One problem with lists, such as they are now, is that people take them far too seriously. Readers often take them far more seriously than the writers who write them and I’ve met musicians who take them more seriously than anyone (invariably these musicians are unhappy with their placement/non-placement on a given list). As much as lists give writers a quick fire way to define their critical identity, most would seem to treat it as an impossible task that must inevitably be taken with a pinch of salt. As Pitchfork and Wire critic Marc Masters put it on Twitter recently, “More convinced every year that you can only be confident in yr year-end top 10 list if you don’t listen to much music.”

While the ever-increasing amount of music out there makes the end-of-year list’s ability to pinpoint slept-on records more valuable, it also means there’s no way that all the records one might hear and love in a year could be feasibly inserted into a list with a fixed order of merit. This way the sharing element is out front, while the personal takes a back seat.

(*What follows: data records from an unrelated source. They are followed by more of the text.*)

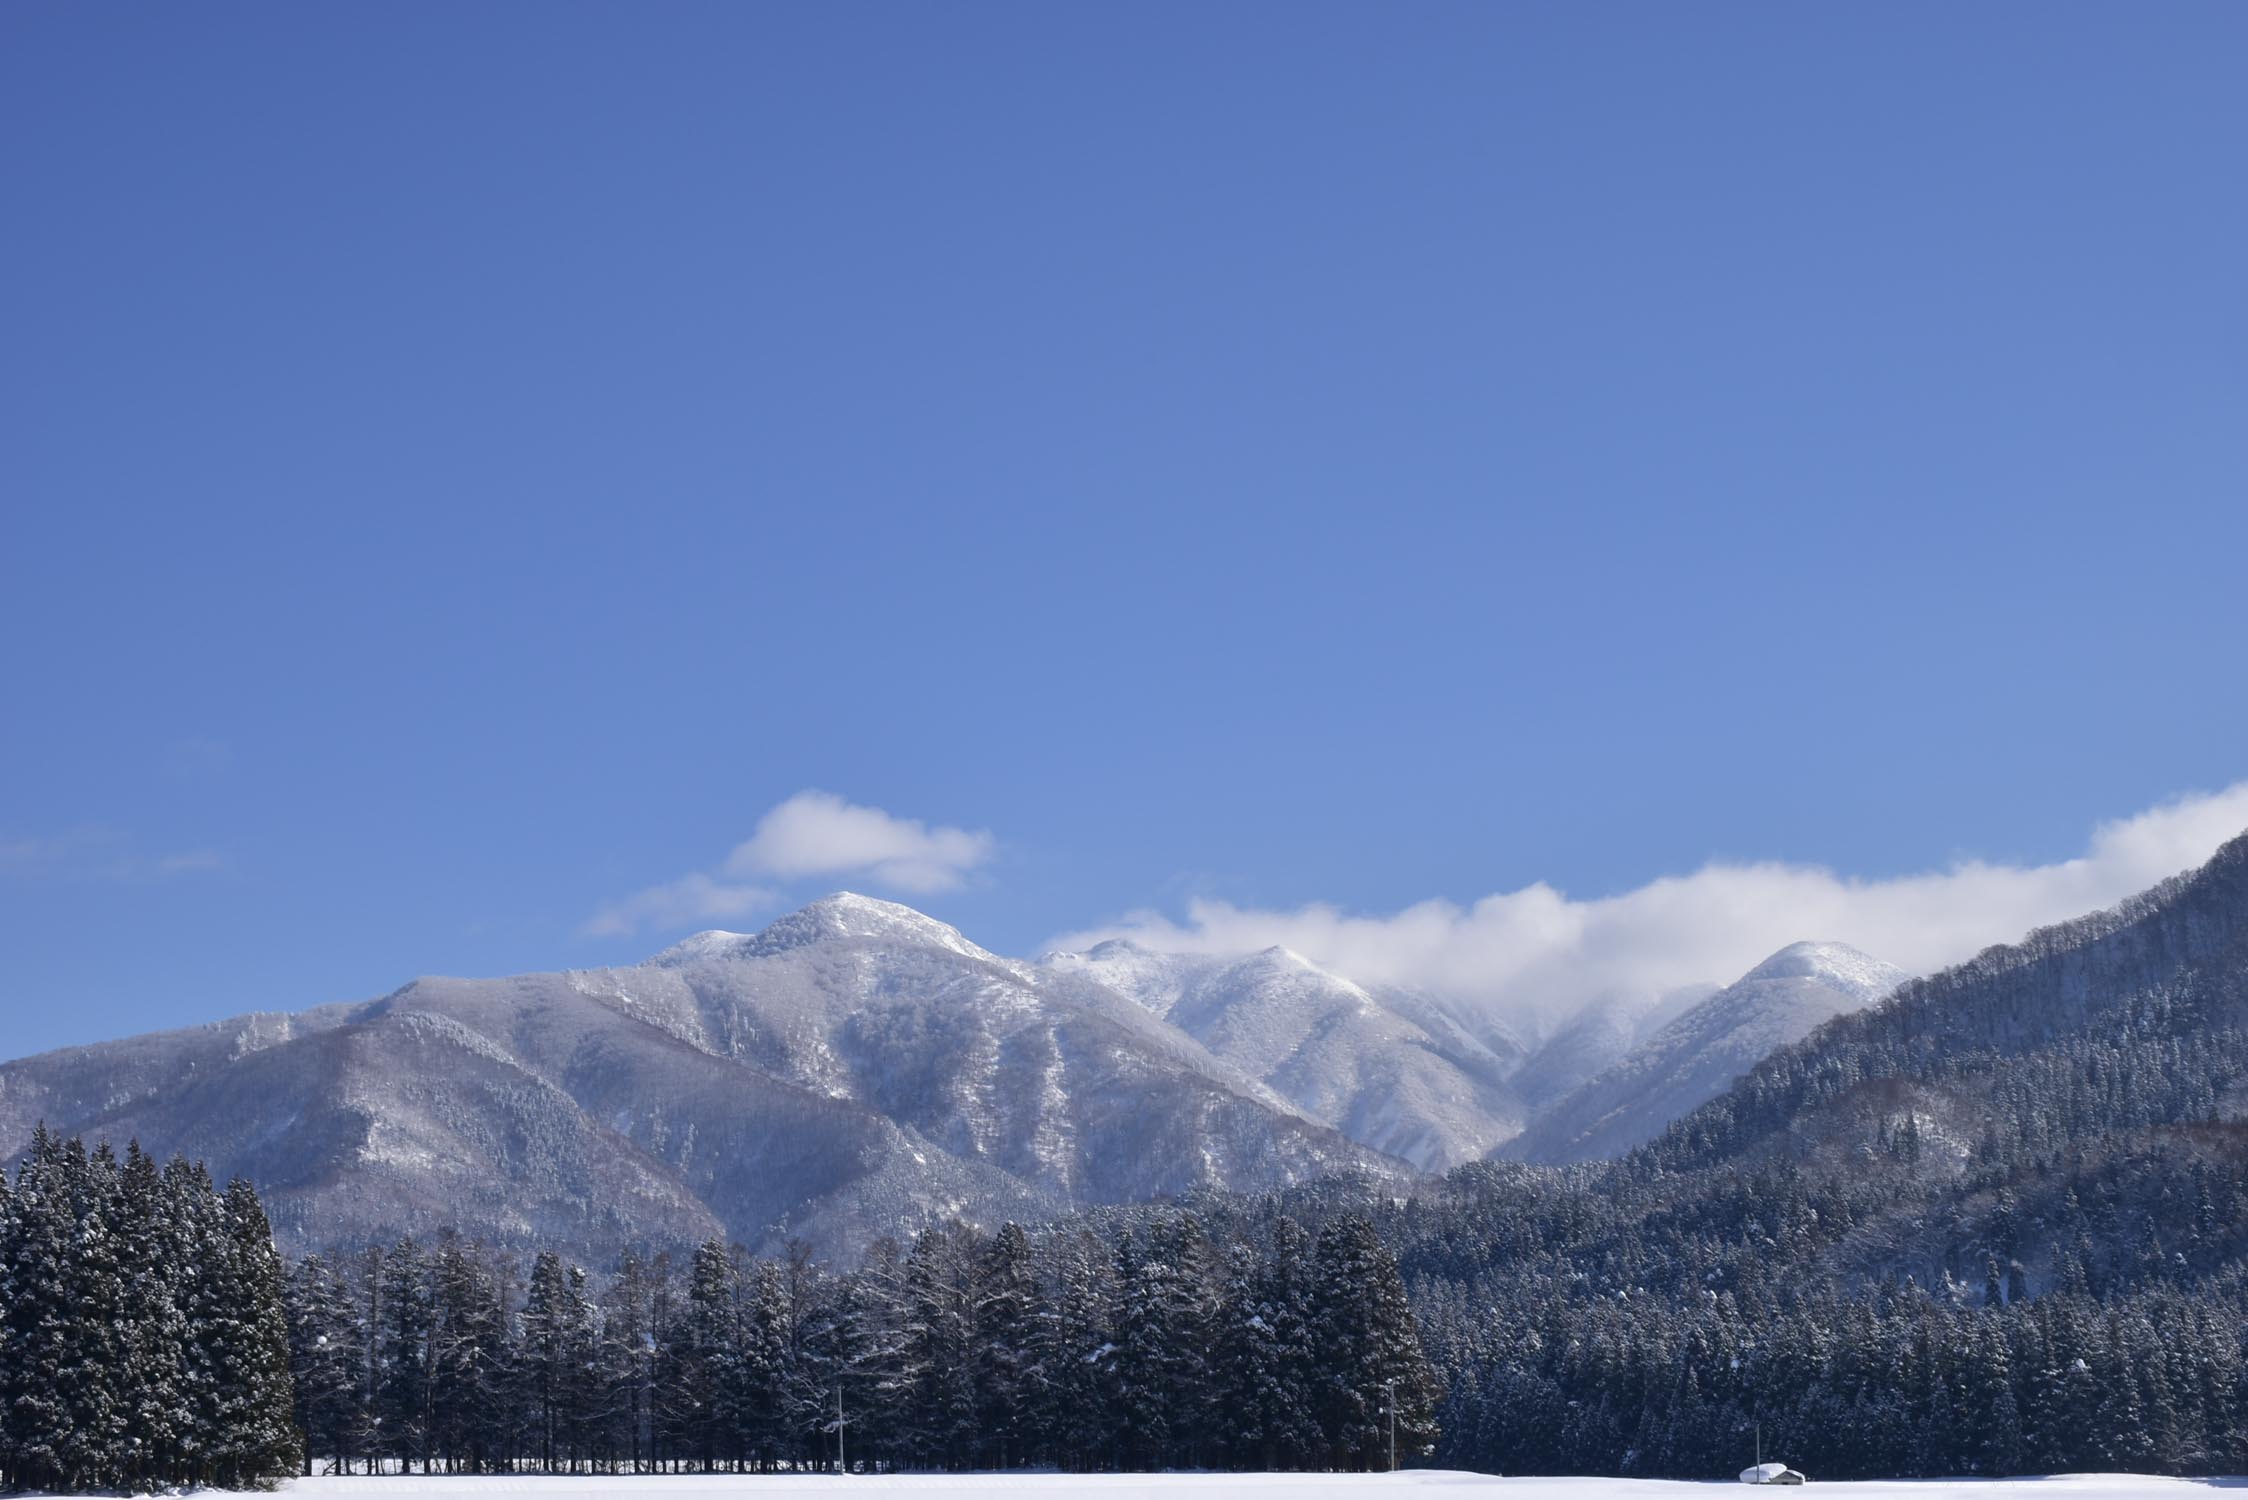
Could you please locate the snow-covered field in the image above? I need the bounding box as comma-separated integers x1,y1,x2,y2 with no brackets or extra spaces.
41,1473,2237,1499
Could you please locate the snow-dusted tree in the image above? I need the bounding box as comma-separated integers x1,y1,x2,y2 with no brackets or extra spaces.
974,1222,1036,1468
286,1252,366,1474
2,1128,93,1491
1310,1215,1439,1470
735,1258,788,1469
204,1177,302,1486
520,1251,577,1471
600,1249,663,1472
376,1235,436,1473
426,1235,510,1472
1108,1229,1173,1469
657,1238,738,1470
113,1143,188,1487
900,1222,980,1468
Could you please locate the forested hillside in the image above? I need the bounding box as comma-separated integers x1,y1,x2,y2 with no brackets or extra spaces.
1359,828,2248,1477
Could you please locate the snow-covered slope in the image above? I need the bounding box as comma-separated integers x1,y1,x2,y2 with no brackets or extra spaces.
1041,940,1528,1170
0,895,1407,1262
1502,941,1907,1164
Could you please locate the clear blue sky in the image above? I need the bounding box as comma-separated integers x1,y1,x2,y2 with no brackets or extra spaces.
4,2,2243,1055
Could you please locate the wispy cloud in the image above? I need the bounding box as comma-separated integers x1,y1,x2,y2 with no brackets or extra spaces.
0,827,227,882
584,872,780,939
1048,783,2248,1038
585,791,994,938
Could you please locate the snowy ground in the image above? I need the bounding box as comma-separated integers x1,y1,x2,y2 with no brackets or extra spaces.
45,1473,2239,1499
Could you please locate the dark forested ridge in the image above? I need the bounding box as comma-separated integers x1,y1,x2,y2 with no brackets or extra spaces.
1377,827,2248,1477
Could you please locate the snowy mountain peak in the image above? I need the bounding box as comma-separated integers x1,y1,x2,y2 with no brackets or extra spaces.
652,892,990,965
1739,941,1907,1001
1503,940,1909,1164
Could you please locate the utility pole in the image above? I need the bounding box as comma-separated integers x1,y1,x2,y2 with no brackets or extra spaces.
834,1384,848,1476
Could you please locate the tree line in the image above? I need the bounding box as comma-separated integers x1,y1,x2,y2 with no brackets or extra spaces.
0,1127,299,1493
1437,1274,2248,1478
283,1207,1437,1476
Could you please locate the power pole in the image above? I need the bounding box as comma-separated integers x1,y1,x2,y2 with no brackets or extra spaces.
836,1384,848,1476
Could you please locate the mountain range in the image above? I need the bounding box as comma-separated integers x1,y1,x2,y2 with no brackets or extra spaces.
0,886,1922,1259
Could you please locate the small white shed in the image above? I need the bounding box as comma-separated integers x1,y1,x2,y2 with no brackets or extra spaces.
1740,1461,1807,1484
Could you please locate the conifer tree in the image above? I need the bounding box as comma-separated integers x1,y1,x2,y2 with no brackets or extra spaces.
974,1222,1036,1468
2,1127,83,1491
286,1253,366,1474
1310,1215,1440,1470
114,1143,188,1488
377,1236,435,1473
206,1177,303,1486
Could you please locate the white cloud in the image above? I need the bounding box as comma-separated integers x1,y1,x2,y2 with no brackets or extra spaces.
722,790,994,894
584,873,779,939
1048,783,2248,1040
585,791,993,938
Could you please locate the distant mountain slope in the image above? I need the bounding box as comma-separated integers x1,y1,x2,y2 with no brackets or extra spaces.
1374,827,2248,1483
0,894,1407,1261
1041,939,1528,1170
1645,827,2248,1185
1504,941,1905,1163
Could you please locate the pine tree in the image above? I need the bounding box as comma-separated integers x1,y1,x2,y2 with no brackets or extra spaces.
205,1177,303,1487
377,1235,435,1473
900,1223,980,1469
521,1251,574,1472
113,1143,188,1488
2,1128,84,1491
167,1156,230,1485
1028,1228,1113,1470
1214,1237,1279,1468
974,1222,1036,1468
428,1236,509,1473
1310,1215,1440,1470
286,1252,366,1475
601,1250,661,1473
658,1238,738,1471
1110,1225,1201,1470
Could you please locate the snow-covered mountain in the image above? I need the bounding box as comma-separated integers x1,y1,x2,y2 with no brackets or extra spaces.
0,887,1923,1259
0,894,1406,1261
1040,940,1528,1170
1500,940,1907,1164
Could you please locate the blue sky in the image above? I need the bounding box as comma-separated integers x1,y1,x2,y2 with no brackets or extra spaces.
3,3,2244,1055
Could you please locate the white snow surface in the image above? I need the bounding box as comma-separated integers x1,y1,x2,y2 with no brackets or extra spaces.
38,1470,2239,1499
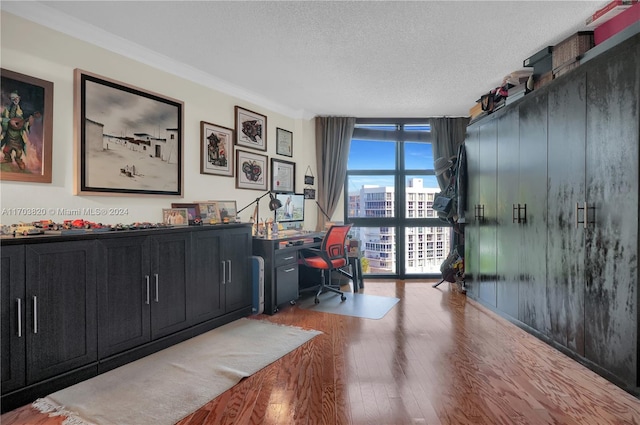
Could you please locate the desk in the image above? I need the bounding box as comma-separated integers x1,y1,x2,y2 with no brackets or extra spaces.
252,232,323,314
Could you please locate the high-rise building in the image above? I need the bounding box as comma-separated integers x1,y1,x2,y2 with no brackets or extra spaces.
350,178,451,274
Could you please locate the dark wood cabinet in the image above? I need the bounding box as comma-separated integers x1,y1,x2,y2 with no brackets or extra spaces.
97,232,191,358
24,241,97,384
1,224,252,413
1,245,26,393
465,34,640,392
190,226,252,323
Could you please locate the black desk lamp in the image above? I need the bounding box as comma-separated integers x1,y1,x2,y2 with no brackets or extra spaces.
237,190,282,222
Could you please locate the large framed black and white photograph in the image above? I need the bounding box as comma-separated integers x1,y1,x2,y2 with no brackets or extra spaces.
236,149,268,190
200,121,233,177
275,127,293,157
74,69,183,196
235,105,266,151
271,158,295,193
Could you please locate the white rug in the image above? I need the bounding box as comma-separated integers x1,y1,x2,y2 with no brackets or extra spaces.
33,318,321,425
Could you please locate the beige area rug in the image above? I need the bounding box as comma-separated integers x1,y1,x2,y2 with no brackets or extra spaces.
33,318,321,425
298,291,400,319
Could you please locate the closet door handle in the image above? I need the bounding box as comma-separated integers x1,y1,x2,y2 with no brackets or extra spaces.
32,296,38,334
519,204,527,224
583,202,589,229
154,273,159,303
145,275,150,305
17,298,22,338
576,202,588,228
512,204,518,223
227,260,232,283
221,261,226,284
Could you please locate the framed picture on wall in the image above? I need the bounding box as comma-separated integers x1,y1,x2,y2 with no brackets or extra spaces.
0,68,53,183
74,69,184,196
275,127,293,157
271,158,295,193
235,106,266,151
200,121,234,177
236,149,268,190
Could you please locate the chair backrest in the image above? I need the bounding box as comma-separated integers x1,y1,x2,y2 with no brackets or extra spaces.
321,224,353,260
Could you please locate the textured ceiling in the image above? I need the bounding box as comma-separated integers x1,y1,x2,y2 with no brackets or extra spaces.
3,1,607,119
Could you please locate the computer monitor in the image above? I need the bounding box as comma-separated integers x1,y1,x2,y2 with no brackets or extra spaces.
274,193,305,223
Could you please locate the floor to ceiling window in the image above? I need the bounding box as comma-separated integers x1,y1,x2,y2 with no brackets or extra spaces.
344,119,452,279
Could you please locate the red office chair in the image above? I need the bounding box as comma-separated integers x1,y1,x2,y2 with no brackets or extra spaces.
299,224,353,304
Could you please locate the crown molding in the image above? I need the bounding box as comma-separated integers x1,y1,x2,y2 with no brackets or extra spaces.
1,1,314,120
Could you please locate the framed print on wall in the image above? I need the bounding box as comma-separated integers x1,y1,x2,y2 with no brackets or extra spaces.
235,106,266,151
236,149,268,190
275,127,293,157
74,69,184,196
0,68,53,183
200,121,233,177
271,158,295,193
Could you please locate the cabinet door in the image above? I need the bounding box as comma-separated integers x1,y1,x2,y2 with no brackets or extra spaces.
97,236,151,358
547,71,587,356
518,91,549,333
1,245,26,393
223,227,252,312
584,41,640,385
150,232,191,339
464,124,480,299
477,118,498,307
495,107,520,319
25,241,97,384
190,230,224,323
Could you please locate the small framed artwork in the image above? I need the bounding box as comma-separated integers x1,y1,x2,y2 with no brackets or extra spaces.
213,201,238,223
0,68,53,183
200,121,233,177
162,208,188,226
74,69,184,196
303,187,316,200
171,203,200,224
235,106,266,151
195,201,219,223
276,127,293,157
236,149,268,190
271,158,295,193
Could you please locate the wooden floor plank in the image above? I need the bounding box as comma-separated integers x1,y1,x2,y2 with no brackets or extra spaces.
4,280,640,424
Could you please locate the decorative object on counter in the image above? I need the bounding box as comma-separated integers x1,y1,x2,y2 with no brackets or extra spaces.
271,158,295,193
200,121,234,177
0,68,53,183
212,201,238,223
74,69,184,196
234,106,266,151
162,208,188,226
236,149,268,190
275,127,293,157
171,203,201,225
195,201,219,224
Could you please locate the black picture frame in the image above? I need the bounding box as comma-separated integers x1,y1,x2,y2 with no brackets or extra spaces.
74,69,184,196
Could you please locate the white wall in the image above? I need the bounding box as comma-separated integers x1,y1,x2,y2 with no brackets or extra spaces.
0,12,319,229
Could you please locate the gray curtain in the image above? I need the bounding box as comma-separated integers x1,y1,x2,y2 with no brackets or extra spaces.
430,117,470,190
315,116,356,231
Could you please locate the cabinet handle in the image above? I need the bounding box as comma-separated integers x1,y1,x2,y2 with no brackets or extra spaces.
284,255,294,261
16,298,22,338
284,267,296,273
221,261,226,284
576,202,589,229
145,275,150,305
32,296,37,334
519,204,527,224
154,273,159,303
512,204,518,223
227,260,232,283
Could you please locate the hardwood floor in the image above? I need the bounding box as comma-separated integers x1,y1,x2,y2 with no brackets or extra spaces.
3,280,640,424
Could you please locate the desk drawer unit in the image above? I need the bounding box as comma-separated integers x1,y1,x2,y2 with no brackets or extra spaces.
274,249,299,305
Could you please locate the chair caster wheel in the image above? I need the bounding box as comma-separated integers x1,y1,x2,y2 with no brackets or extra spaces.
290,300,296,305
341,295,346,301
314,298,320,304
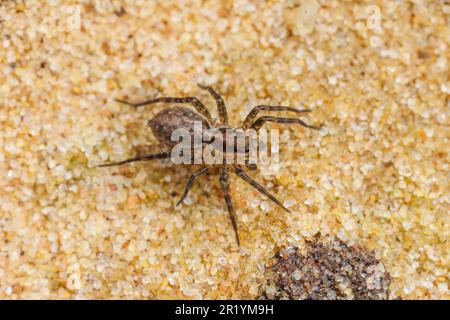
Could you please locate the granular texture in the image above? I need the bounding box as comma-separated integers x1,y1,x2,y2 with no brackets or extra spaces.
0,1,448,299
261,237,391,300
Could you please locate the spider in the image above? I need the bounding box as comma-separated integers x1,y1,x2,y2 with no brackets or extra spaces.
98,84,321,246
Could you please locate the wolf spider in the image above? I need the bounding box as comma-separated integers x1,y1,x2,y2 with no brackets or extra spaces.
99,84,321,246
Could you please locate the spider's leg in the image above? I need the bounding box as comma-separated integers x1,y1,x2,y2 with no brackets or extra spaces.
234,165,290,213
197,84,228,125
243,105,311,129
219,166,240,246
97,151,171,167
176,166,210,206
250,116,322,131
115,96,213,124
241,149,257,170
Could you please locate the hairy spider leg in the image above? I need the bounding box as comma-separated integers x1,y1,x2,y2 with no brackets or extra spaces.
115,96,213,124
97,151,171,167
250,116,322,131
234,165,290,213
177,166,210,206
243,105,311,129
197,84,228,125
219,166,240,246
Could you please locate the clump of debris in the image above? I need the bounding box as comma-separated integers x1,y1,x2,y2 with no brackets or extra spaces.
260,236,391,300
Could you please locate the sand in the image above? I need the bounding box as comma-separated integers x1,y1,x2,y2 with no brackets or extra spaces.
0,1,448,299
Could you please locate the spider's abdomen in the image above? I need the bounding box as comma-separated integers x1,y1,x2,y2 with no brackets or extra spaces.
148,106,209,148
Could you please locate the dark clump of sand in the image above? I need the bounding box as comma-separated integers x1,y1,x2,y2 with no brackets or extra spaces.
261,236,392,300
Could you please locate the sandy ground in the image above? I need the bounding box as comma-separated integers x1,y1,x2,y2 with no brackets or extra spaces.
0,1,448,299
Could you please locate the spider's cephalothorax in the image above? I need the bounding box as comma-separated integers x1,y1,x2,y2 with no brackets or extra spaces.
99,84,322,246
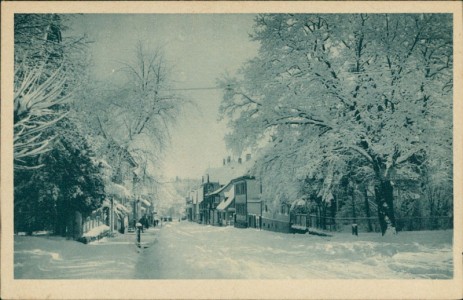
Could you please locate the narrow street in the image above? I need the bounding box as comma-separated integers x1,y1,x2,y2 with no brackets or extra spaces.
14,221,452,279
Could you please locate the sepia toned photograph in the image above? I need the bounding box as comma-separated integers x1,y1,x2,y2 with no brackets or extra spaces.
1,1,462,299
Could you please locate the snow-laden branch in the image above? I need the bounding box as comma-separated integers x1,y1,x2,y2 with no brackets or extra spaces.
14,64,71,168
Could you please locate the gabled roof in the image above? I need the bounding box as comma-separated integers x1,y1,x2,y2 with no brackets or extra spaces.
207,181,233,197
217,186,235,211
216,196,234,211
230,175,255,183
206,175,256,197
204,159,254,185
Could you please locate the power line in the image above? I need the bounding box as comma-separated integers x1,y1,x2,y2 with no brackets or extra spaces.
160,70,410,92
170,86,222,91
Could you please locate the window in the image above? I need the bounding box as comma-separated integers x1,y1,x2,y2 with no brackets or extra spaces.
281,204,289,215
235,182,246,195
236,203,246,215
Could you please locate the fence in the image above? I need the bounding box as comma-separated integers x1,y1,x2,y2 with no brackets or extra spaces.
292,214,453,233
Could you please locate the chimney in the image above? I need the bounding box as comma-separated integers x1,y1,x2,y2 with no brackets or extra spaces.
238,157,242,164
202,176,204,183
223,158,226,166
227,156,231,163
207,174,210,183
246,153,251,161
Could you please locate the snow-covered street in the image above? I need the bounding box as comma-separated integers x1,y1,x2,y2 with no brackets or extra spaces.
15,221,453,279
14,230,156,279
136,222,453,279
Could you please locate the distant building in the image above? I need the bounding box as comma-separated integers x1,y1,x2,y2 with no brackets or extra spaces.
198,181,221,224
186,155,260,227
204,154,253,184
207,181,235,226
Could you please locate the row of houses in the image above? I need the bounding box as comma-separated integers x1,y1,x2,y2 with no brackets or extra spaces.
74,152,157,241
185,155,294,233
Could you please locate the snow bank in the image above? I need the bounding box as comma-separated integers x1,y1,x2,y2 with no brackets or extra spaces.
14,229,148,279
82,225,110,238
79,225,110,244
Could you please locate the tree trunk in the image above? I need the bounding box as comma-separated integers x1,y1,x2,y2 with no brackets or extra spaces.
74,211,83,239
55,206,67,237
374,179,397,235
350,185,356,222
321,203,327,230
363,185,373,232
330,196,337,230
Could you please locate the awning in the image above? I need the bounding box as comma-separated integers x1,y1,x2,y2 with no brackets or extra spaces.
115,203,130,215
139,198,151,206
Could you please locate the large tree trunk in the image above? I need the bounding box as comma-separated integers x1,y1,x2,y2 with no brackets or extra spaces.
374,179,397,235
370,156,397,236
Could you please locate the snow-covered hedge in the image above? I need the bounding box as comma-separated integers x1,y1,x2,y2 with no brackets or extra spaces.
291,224,308,234
307,227,332,237
78,225,110,244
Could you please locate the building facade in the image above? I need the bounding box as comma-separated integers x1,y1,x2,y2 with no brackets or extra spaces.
233,176,262,228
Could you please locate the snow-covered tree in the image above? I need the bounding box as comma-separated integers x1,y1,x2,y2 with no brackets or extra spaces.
219,14,452,235
74,41,188,204
14,14,89,169
14,118,105,235
95,41,185,150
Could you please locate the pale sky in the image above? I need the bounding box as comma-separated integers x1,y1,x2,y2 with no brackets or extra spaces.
72,14,259,179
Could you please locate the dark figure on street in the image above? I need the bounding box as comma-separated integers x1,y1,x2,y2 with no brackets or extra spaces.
139,215,149,232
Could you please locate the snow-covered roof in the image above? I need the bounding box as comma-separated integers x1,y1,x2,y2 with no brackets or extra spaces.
224,186,234,201
216,187,235,211
204,160,253,185
207,181,233,196
216,197,234,211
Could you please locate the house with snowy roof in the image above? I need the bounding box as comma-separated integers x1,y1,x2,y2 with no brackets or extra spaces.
205,174,262,228
203,154,254,185
198,154,265,228
206,181,236,226
185,177,219,224
185,192,194,221
188,187,202,223
198,176,221,225
232,176,262,228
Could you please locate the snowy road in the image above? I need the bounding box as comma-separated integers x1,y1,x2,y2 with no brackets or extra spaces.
14,221,453,279
14,231,151,279
134,221,453,279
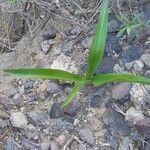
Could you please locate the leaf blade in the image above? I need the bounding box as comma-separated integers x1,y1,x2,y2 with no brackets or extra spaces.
62,83,83,107
93,73,150,86
4,68,83,82
86,0,109,77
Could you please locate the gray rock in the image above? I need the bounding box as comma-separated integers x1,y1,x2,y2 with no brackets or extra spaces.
23,124,39,140
0,119,8,129
119,137,130,150
130,84,148,110
24,79,34,90
135,118,150,138
90,96,103,108
43,27,56,40
41,40,54,55
125,107,144,124
103,108,131,136
79,127,94,145
22,138,39,149
63,101,81,117
141,53,150,68
27,110,49,127
50,103,64,119
81,37,92,49
133,60,144,72
124,62,134,70
78,144,86,150
10,112,28,128
108,20,119,33
51,141,59,150
105,130,119,150
40,141,50,150
112,83,131,100
6,136,20,150
121,46,143,63
61,41,74,56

This year, I’m posed with something of a problem when it comes to thinking about what my own lists will look like. In many ways, the most personally important record I’ve listened to in 2012 has been Rumours by Fleetwood Mac. I’ve probably listened to it more than any other record this year, coming back to it again and again, in a myriad of different moods, and always finding something I can latch on to in it. I wasn’t alone either, as this past summer saw a surprising amount of new bands covering Mac songs, to varied effect.

Obviously Rumours is a classic album, and plenty has been written and said about it in the 35 years since its original release. What it has made me realise properly though is the rather false opposition that has appeared (in the media for sure, but also just in general conversation) between new and old music. There is an intense pressure at the minute to be up to date and in touch with what’s happening, always listening to the best new records, always at the coolest shows. My guess is that has probably always been there but as the sheer amount to keep in touch with becomes more imposing by the day, the feeling of missing out grows ever more acute, no matter how you attempt to navigate.

It’s somewhat ironic then that this intense concentration on “new music” – to the point where the term almost becomes a genre or recommendation in itself – has hindered the exploration and understanding of the past, which we see repeating itself with alarming regularity. The attempt to consistently find new and exciting things is hampered by not knowing enough of what has happened before to build on it. It also leads to the contemporary fascination with the machinations of some idealized music industry. In these days of musical glut, it’s often a lot easier to talk about solid, cold facts like cash flow and business structure rather than the somewhat more slippery topics of inspiration and expression or history and community, which often require moral engagement and contextual knowledge.

Critics/bloggers/curators are more guilty than anyone in this as it is specifically our role to provide that kind of lateral thought. Rather than simply recommending whatever is new and decent, we are supposedly in a position join up distant impulses and expressions, to explore the whispery sinews which hold this whole art form up. That is what this new blog will attempt to do. I hope to explore the traditions and frameworks in and around independent music, locally and internationally. We’ll also have to take a good hard look at what “independent” means here and now, when the letters DIY have begun to lose all meaning. On top of that, what do words like “success” and “ethics” mean for us? There will be more questions than answers. People, space, culture and technology are the topics at hand, ready to be opened up through new conversations that never forget about the past, especially in the process of moving forward.